Shang Wuyang sourit, un sourire très dédaigneux : « Si tu présentes honnêtement ton mémoire aux supérieurs comme ça, je peux te dire que ce marché ne s'ouvrira absolument pas. »
« Général Xie, tu es vraiment naïf au point d'en être pitoyable. Tu sais combien de gens à Shangjing veulent te faire tomber ? »
Xie Chong était un militaire typique, frustre pourtant réfléchi sur le champ de bataille, doté d'une intuition de soldat extraordinaire.
Mais à la Cour Impériale, il était quelque peu dépassé.
Ces gens de la cour, chacun avait huit cents machinations perverses.
Il percevait vaguement que quelqu'un à la cour le visait, mais il n'arrivait pas à identifier qui.
« Tu es né du peuple, sans appui ni argent, et tu as une relation étroite avec le Duc de Zhenguo, qui est clairement du côté du Prince Héritier.
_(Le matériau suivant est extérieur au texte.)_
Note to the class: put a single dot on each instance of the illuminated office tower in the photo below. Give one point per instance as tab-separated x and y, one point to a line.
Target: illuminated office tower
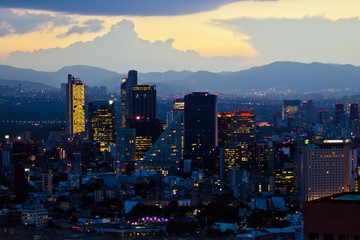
200	123
126	96
167	151
178	108
229	156
327	168
309	111
143	102
290	108
339	111
225	128
127	147
324	116
243	128
354	118
75	105
102	123
200	130
354	111
147	132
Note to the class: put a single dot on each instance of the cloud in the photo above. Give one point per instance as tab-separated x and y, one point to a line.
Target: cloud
305	40
90	26
119	50
15	23
120	7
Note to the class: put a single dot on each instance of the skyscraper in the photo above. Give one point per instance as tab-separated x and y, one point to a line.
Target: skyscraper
178	108
225	128
339	111
75	106
236	129
102	123
243	128
327	168
126	96
290	108
168	149
143	102
200	127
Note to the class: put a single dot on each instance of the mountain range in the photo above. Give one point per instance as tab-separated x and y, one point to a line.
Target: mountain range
277	77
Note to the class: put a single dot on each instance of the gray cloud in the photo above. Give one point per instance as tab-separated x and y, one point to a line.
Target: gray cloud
90	26
304	40
13	23
120	7
119	50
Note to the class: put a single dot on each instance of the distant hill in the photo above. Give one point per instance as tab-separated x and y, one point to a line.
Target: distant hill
296	77
27	84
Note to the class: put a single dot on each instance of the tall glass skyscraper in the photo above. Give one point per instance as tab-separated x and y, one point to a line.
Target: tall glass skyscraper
102	123
75	106
200	126
126	96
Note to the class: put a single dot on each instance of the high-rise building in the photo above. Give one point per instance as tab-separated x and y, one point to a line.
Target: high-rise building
75	105
327	168
102	123
126	96
178	108
339	111
143	102
127	145
354	111
324	116
167	151
309	111
200	129
243	128
354	118
290	109
46	181
230	156
237	129
200	123
147	132
225	128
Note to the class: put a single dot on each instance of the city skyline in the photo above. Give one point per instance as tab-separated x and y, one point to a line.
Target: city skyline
218	36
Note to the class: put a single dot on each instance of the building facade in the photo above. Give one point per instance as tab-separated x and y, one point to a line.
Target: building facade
75	106
326	168
102	123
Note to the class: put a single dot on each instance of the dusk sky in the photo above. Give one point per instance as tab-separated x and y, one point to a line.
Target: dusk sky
161	35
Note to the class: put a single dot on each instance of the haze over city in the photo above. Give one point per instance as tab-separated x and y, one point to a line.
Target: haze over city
179	119
161	35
Même si tu ne fais rien, ceux aux nombreux desseins à la cour te classeront dans la faction du Prince Héritier, d'autant plus que tu as sauvé le Prince Héritier cette fois-ci. »
Sans attendre que Xie Chong ne réfute, Shang Wuyang continua : « L'Empereur Tianqi a beaucoup d'enfants. Bien que le Prince Héritier ait été reconnu par le Conseiller Impérial, l'ambition de cette personne est continue, insatiable. Le Prince Héritier a un cercle fixé.
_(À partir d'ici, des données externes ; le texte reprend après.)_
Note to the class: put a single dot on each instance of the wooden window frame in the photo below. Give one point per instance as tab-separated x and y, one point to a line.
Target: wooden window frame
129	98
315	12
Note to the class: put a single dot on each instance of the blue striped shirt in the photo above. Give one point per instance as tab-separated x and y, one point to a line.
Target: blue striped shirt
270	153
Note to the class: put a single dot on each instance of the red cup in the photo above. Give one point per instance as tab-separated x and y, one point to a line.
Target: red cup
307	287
Pour ceux qui veulent plus et de plus grands avantages, rallier le Prince Héritier signifie trop peu en termes de répartition des intérêts. De plus, de nombreuses filles de familles aristocratiques sont aussi entrées au palais et ont donné naissance à des princes. Naturellement, elles choisiront ceux qui leur sont plus proches.
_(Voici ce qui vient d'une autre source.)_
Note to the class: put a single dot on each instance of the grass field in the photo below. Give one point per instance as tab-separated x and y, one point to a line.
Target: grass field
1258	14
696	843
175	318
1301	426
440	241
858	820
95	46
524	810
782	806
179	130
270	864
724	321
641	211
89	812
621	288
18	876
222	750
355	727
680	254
Toi, un homme du peuple, qui accumules sans cesse les mérites et contrôles trop de soldats. Ces gens méprisent ton identité d'ancien chasseur, et ils craignent le pouvoir que tu détiens. Ils veulent que le prince qu'ils soutiennent accède à cette position, donc naturellement, ils veulent t'éliminer, cette menace. »
« La cour est maintenant divisée en factions. Considère le Grand Secrétariat, chargé de réviser et gérer les mémoires ; leurs familles ont aussi des femmes qui sont entrées au palais et ont donné naissance à des princes. Si le marché s'ouvre, ton influence s'étendra inévitablement davantage. Penses-tu qu'ils le permettront ? »
Xie Chong serra le poing : « Mais c'est une bonne chose pour Shahe City. »
« Oui, c'est une bonne chose pour Shahe City, et c'est une bonne chose pour toi, mais ce n'est pas une bonne chose pour eux. »
Il ricana : « Ceux au pouvoir sont mostly issus de familles nobles, nés dans la richesse, habitués à la meilleure nourriture et aux meilleurs vêtements, n'ayant jamais connu la souffrance du peuple. Les gens du commun ne sont que des fourmis à leurs yeux. Penses-tu qu'ils se soucient de la vie ou de la mort des gens du commun de Shahe City ? »
Non.
Xie Chong répondit silencieusement dans son cœur.
« Ton Prince Héritier, bien que jeune, est intelligent. L'Empereur n'est pas sot, mais il est aussi incompétent et confus. »
« Donne le mémoire directement à Yin Yuanli, et il fera en sorte que l'Empereur accepte d'ouvrir le marché. »
Xie Chong n'était pas vraiment têtu et vieillot. Shang Wuyang avait expliqué les choses si clairement, et Xie Chong avait compris beaucoup de points cruciaux, donc il accepta.